Mì chāo wèndá 祕鈔問答
Question-and-Answer on the Secret Notes by 頼瑜 (撰)
About the work
A massive twenty-two fascicle question-and-answer compilation by 頼瑜 Raiyu (1226–1304) — together with KR6t0241 Usu-zōshi kuketsu the largest of his ritual-scholastic compilations. The work is also known as 白表紙 (Shiro-byōshi, “White-Cover Booklets”) and according to the colophon-tradition originates with the Kakudō-in Sōjō Shōken 覺洞院勝賢僧正 (the Daigo-ji Sanbō-in master Kashō-in Shōken) who composed it for transmission to the Ninna-ji Kita-in Imperial Retreat (仁和寺喜多院御室). The CANWWW catalogue records a related text at KR6t0489 (T78n2489) — the Hizōshō 祕藏鈔 to which the present Mìchāo is keyed.
Abstract
Opening Q&A on the title-etymology: “Why is this work called Shiro-byōshi (White-Cover)?” Answer (Master’s oral-instruction from the Hōon-in Sōjō): “The Kakudō-in Sōjō Shōken composed this work for transmission to the Ninna-ji Kita-in Imperial Retreat. After the imperial retreat had received the transmission of that text, the Sōjō wrote out his oral-instructions, and after revision sent the only copy to the Sōjō with a request for his sealed approval. The original was a scroll of approximately seven-inch height, with mica-paper as the cover-binding; hence ‘White-Cover’ (Shiro-byōshi).”
Editorial history: the work has been transmitted in four successive recensions of increasing scope: the first recension contained fifteen fascicles; the second seventeen; the third seventeen with the original Henchi-in Sōjō Jōken (遍智院僧正成賢) detailed back-of-page notes; the fourth recension was fully recorded by Ninna-ji Zenkaku 仁和寺禪覺 in fifty fascicles.
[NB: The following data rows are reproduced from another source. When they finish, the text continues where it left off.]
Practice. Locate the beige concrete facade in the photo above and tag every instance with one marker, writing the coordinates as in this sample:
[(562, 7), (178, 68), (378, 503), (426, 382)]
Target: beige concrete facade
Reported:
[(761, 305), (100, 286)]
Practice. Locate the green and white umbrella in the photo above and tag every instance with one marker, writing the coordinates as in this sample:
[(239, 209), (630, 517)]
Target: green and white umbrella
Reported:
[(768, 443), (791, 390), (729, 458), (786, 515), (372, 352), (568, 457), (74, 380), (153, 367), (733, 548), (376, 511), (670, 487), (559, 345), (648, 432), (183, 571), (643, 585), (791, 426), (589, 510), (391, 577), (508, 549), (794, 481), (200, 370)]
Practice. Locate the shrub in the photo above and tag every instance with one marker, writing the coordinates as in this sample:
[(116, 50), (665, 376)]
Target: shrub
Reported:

Raiyu’s present Mìchāo wèndá — the twenty-two fascicle version — represents his late-Kamakura systematic question-and-answer treatment of this multi-recension transmission.
Method: a comprehensive ritual-scholastic Q&A, organized by ritual-deity and ritual-stage, treating the entire range of Shingon ritual practice. The opening Q&A on the work’s history is followed by sustained doctrinal-and-ritual examination of mudrā, mantra, visualisation, and ritual-purpose for each rite.
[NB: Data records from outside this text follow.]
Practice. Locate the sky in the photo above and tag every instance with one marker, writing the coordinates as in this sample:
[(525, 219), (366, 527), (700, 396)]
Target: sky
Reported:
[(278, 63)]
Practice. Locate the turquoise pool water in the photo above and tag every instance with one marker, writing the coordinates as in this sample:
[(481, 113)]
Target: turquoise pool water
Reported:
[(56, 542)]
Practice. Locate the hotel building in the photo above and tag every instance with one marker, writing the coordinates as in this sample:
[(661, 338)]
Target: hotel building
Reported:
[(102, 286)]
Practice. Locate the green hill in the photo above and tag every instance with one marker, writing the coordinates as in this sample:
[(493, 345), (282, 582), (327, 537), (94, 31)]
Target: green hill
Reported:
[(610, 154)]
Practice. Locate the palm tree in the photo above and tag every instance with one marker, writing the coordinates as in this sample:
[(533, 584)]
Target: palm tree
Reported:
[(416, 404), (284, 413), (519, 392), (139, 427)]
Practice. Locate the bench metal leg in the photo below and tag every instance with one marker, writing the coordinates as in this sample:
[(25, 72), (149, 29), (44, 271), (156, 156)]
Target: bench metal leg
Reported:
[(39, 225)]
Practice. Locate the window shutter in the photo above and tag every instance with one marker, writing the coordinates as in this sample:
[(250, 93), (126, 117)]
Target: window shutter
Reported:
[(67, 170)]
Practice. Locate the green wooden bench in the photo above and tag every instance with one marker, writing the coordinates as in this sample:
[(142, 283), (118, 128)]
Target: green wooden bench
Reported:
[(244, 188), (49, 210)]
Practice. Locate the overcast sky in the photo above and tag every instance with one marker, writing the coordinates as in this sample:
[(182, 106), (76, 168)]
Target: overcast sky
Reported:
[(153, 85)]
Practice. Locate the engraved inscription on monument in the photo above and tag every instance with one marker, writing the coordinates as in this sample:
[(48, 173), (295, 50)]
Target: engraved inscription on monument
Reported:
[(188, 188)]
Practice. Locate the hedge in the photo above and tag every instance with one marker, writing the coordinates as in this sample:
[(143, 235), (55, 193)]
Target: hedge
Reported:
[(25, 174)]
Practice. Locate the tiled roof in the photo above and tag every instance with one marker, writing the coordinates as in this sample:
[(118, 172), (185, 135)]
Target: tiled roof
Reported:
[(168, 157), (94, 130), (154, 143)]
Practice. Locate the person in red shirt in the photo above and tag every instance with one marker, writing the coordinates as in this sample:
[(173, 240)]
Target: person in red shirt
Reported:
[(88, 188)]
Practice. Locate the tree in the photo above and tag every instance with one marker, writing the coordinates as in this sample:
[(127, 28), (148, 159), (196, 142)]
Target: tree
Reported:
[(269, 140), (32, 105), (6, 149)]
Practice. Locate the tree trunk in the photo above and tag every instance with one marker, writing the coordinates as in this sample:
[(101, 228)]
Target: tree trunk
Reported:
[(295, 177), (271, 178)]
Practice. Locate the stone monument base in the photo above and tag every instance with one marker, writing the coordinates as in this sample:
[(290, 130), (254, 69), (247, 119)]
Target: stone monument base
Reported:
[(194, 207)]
Significance: with KR6t0241 Usu-zōshi kuketsu, the principal Raiyu witness to the late-Kamakura Daigo Sanbō-in Hō’on-in ritual scholasticism. Together the two works represent the most extensive single oral-transmission compilation of medieval Japanese Esoteric Buddhist ritual learning.
Translations and research
- No substantial Western-language translation located.
- For the late-Kamakura Shingon scholastic-ritual tradition: Kushida Ryōkō, Zoku Shingon Mikkyō seiritsu katei no kenkyū (1979); Tomabechi Seiichi 苫米地誠一, Daigo-ji Sanbō-in monzeki to chūsei mikkyō 醍醐寺三寶院門跡と中世密教 (Tokyo: Hōzōkan, 2005).